2. Hire for where you’re going.
This tip is true both financially – you need to invest based on the income you WANT, not where you are – and talent, skill, and personality-wise. If you are hiring someone because they are “good enough” for now, a) they probably aren’t really good enough at what you need to begin with and b) you’ll outgrow them, and they won’t be on board to take your business to the next level.
3. Hire slow, fire fast.
You may have a good gut feel about someone, or you may just have the tendency to see the good in people. Honor your gut, but, especially if you’re the “maybe I’m wrong” kind of person, give yourself time to reflect and observe your potential team member in different situations. Go with your gut, then confirm it with reality. (Try a “dating” assignment).
4. Direct conversation is king.
The number one quality I look for in a team member is an ability to have a direct conversation about what is really going on. If someone can set their ego aside and resist the urge to defend, prove, or pretend, and simply have a conversation about what’s going on, and their own strengths and limits, that is a potentially great team member. That’s my top value. Direct conversation will lead you to clarity about whether you have a value match or not.
5. Don’t hire someone you need to train.
Unless one of your key profit-generating activities is the training of a team in a particular skill, don’t hire someone you need to train extensively. There are people out there who already know how to do what you need them to do – find them. You work in your Genius, and find someone who is already clear about theirs, and it’s exactly what you need.
6. Don’t try to get a deal.
You get what you pay for.
7. Believe them the first time.
If you listen, people will tell you exactly who they are. Often we dismiss it because it’s communicated through humor, or subtle signals. But if you look back on any relationship you’ve ended, you can see that the clues to who that person really was were present from day one.I was recently perusing online dating profiles :). One profile used the word “addicted” 3 times in the first paragraph. They always tell you who they are.

Sometimes it’s not what they say but how they show up. Look for anything “out of alignment.” I once hired someone whose words said she was enthusiastic, clear, and urgent. Her energy communicated sad and detached. I chose to believe the words, while her being-ness was a total mismatch, and it didn’t go well.

8. Break up with your parents.
Here’s what I’ve determined is the clear reason that people put up with bad support. When we’re kids in an unsupportive household – whether emotionally or even physically abusive, or steeped in a sense of neglect – we have an inner knowing that something is not right. We know our heart is breaking, our emotions are wounded, and we see a view of the world that seems to be eluding our parents.But they are our parents. And rather than declare them wrong, and risk being on our own in the world (scary as a kid), we decide that they must be right. And we stop seeing the Truth, and we start seeing through the view that our parents are “great,” “loving,” and “supportive.”

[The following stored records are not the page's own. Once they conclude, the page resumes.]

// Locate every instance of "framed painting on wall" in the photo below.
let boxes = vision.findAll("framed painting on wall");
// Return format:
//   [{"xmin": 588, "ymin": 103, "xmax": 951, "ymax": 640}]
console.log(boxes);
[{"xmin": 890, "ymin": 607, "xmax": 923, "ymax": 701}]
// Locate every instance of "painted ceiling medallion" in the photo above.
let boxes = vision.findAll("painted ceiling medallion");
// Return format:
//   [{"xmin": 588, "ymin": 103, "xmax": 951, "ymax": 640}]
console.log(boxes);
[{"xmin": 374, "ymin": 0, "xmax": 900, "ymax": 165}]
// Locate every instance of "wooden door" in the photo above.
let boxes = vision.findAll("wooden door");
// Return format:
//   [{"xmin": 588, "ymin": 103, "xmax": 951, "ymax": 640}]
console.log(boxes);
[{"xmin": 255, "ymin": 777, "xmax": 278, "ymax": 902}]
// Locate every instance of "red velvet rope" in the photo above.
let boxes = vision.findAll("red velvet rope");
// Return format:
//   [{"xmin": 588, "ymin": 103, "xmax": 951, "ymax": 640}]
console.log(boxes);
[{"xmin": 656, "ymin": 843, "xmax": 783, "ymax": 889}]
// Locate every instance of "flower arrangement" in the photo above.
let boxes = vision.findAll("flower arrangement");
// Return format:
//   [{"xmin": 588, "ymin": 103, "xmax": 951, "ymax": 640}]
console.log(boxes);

You may still be saying that. But I feel pretty confident that if you are reading these words, that is likely not true.

My client recently quoted Maston Kipp who said, “To be a successful entrepreneur, you have to break up with your parents.” Not only that, but you need to look at your interpretations of your childhood that you carefully constructed to defend them, and instead get real about the pain you experienced.

You’ve got to see clearly your past pain in order to clearly recognize your future support. If you’ve filtered your past away as, “it was great,” or “they did the best they could and were loving and supportive,” yet in truth you experienced hurt, you will continue to attract support that falls short. And love relationships? Forget it!